Fantasia Mousery said:


> I don't mind questions at all.  I think honesty about how and what we do with our animals, especially as breeders, is very important. It is the only way we can really learn from each other.
> 
> First, you have to know that I have absolutely no chance of actually QTing my mice. We live in an appartment on the 4th floor, and all my mice are in the living room. I don't know anyone who could help me QT, as all my family lives very far away, and the only person who would be willing to help me now also has mice (my mother in law). So the best I can do with sick mice is put them in the bedroom and be very thorough with disinfecting my hands and arms and maybe change clothes. This is also one of the reasons why I don't really give sick mice very much of a chance. I need to protect the healthy ones.
> 
> In December when I had that problem, Anna and Shelley weren't the only ones who got sick. But when it happened, both had been with the same male for a few weeks. If I remember correctly, Shelley was the first one to get sick, then Anna, then some others. I had to put down Anna and the 1 baby she hadn't eaten, because she was looking extremely horrible, and the baby too. The babies weren't the right colour, either, they were very dark, almost purple.
> 
> During my QT I completely stopped breeding, I didn't take in new mice, I didn't visit anyone with mice or similar rodents (except for New Years eve, where I visited my mother in law) and I swear my hands and nails were so damaged from all the disinfection. But that was the easiest part. The worst was the day my QT started. I had to put down 7 mice at once, and I felt so bad about it that I actually got sick. I had decided to put down anyone with even the slightest symptom, because I just couldn't handle if I should lose all my stock. I did lose most of it, though. In the end I was left with 3 does and 1 buck.
> 
> I had a litter that was barely 8 weeks at the start of the QT. Not one of them got sick.
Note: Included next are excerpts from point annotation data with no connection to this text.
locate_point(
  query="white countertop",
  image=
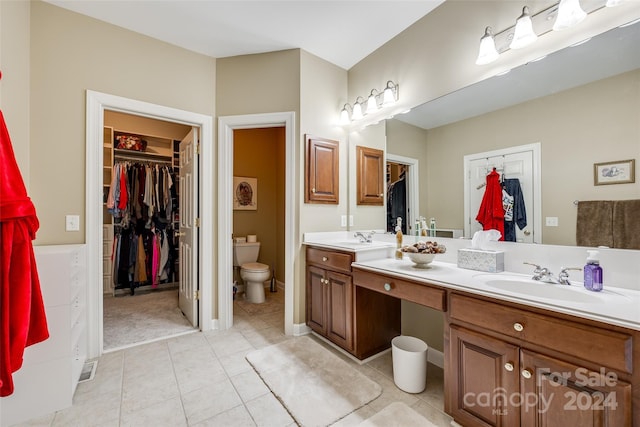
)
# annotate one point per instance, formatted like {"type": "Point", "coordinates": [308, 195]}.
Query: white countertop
{"type": "Point", "coordinates": [615, 306]}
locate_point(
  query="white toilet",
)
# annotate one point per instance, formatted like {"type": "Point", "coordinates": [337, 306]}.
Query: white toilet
{"type": "Point", "coordinates": [253, 273]}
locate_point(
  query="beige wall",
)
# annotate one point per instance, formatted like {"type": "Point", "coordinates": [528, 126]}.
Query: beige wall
{"type": "Point", "coordinates": [14, 86]}
{"type": "Point", "coordinates": [574, 133]}
{"type": "Point", "coordinates": [71, 53]}
{"type": "Point", "coordinates": [259, 153]}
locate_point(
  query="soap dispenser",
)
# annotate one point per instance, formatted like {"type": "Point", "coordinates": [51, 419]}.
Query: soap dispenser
{"type": "Point", "coordinates": [593, 272]}
{"type": "Point", "coordinates": [399, 238]}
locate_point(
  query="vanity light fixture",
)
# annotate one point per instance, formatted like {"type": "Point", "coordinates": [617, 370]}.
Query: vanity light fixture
{"type": "Point", "coordinates": [560, 15]}
{"type": "Point", "coordinates": [569, 14]}
{"type": "Point", "coordinates": [523, 34]}
{"type": "Point", "coordinates": [375, 102]}
{"type": "Point", "coordinates": [487, 52]}
{"type": "Point", "coordinates": [372, 101]}
{"type": "Point", "coordinates": [390, 94]}
{"type": "Point", "coordinates": [357, 113]}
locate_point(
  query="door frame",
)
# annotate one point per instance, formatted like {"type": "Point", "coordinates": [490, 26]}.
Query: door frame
{"type": "Point", "coordinates": [413, 184]}
{"type": "Point", "coordinates": [96, 104]}
{"type": "Point", "coordinates": [226, 126]}
{"type": "Point", "coordinates": [537, 184]}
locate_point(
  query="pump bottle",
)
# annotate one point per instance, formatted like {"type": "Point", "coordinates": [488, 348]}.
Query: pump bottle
{"type": "Point", "coordinates": [593, 272]}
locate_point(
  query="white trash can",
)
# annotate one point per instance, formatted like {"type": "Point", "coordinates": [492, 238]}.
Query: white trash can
{"type": "Point", "coordinates": [409, 356]}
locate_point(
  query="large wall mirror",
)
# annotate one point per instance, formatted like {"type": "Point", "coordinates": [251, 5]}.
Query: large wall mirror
{"type": "Point", "coordinates": [581, 104]}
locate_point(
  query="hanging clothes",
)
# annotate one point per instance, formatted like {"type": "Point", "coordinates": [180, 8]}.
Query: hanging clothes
{"type": "Point", "coordinates": [516, 212]}
{"type": "Point", "coordinates": [397, 204]}
{"type": "Point", "coordinates": [23, 319]}
{"type": "Point", "coordinates": [491, 212]}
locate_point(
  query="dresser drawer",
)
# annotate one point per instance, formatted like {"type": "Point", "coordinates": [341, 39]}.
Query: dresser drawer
{"type": "Point", "coordinates": [329, 259]}
{"type": "Point", "coordinates": [612, 349]}
{"type": "Point", "coordinates": [419, 293]}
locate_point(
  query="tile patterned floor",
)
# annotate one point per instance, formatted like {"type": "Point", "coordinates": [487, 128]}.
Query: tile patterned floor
{"type": "Point", "coordinates": [203, 379]}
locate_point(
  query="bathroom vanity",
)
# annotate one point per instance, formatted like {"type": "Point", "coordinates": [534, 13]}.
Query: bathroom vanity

Shelley was PTS on November 10. Anna and baby was PTS on November 22. The rest of them were PTS on December 3. December 3 was the day I decided to start my QT, and it lasted for 1 month. I had said to myself that for everytime I heard a sneeze or saw some other symptom, I would prolong the QT with 1 month. Luckily, I didn't have any mouse get sick at all after that horrible day. So on January 3 I got out of QT, and has hardly had a sick mouse since (not counting cancer/abcesses and the likes).
> 
> At the start of the QT, I thoroughly cleaned and disinfected all cages, water bottles, cage inventory, transport boxes, the mouse weight, etc. Anything I could think of that they had been in touch with. But I didn't think to clean floors and stuff more than I usually do. As it was December and thus very cold in Denmark, I made sure all windows were closed except the one in the bedroom, which is farthest away from the mice.
> 
> After the 7, no mice showed symptoms at all. Had they done, they would have gone the same way as the others.
> 
> I have no idea what was wrong, or whether it was a virus or bacteria. All I know is that I really, really, really hope I will never get it again. It was absolutely terrifying seeing all my lovely critters fade away like that.
> The symptoms were: extreme and fast weight loss, apathy, sneezing/wheezing, and puss around the eyes. Not all who were affected showed all symptoms, but they all shared the weight loss.
> 
> I hope this answers your questions, and feel free to ask more.  I would like to put it on my blog, is it okay that I tell you were the one who asked the questions?


----------



## ThatCertainGlow

Thank you, again for sharing well detailed information about such a painful experience. Lab studies don't really explain how this affects a private breeder, who is acquainted with each mouse. (You can add me to the 'scared of it' group now...) They also don't give clear timetables, and usually involve some extra thing, like a vaccine test. I do appreciate this, and the permission to share it.


----------



## NikiP

Great information! Thank you for sharing


----------



## Fantasia Mousery

You're very welcome. 

Maybe I should note that the 3 does and 1 buck was what was left of my breeding stock. I still had the litter that was born on October 11, and a single pet mouse. The litter (it was my litter C) all got through it with no sign of anything. However, I can give a little update on them.
All bucks were culled and given away for snake food as I didn't have room for them in the end. They did live here till they were 6 months, though. They were in the same cage all this time and none got sick or aggressive.
One doe turned aggressive toward me and was PTS. She bit me several times unprovoked (jumped out from the other end of the cage and bit me as soon as I put in my hand).
One doe, who moved to live as a pet somewhere, later got sick and died. I don't remember exactly when.
The last doe went to live with a breeder. She got a litter, then died when the litter was exactly 4 weeks old. No sign of illness or anything, she was just found dead.
Now, I don't know whether the two who got sick had anything to do with what happened in December. Maybe their immune system got affected. I haven't made that connection before just now, but it could just be coincidense.
The pet mouse that survived the whole thing still lives, and so does the 3 does and 1 buck.


----------



## Fantasia Mousery

Oh, this is a sad day. Today I found my fav doe, Deidre, dead at the bottom of her cage. She was 1 year and 2 months old, so not exactly young, I suppose. She was a gorgeous mouse, and just the other day she weighed 67g, so not a small mouse either. She has never been sick, except for a tumor/abcess I found on her 11 days ago. It wasn't very big, not bothering her, and didn't seem to grow since I noticed it. So I expect she died of old age. Her fur had been looking a bit scruffy lately, but no other signs of anything else, so I didn't expect it to be so soon.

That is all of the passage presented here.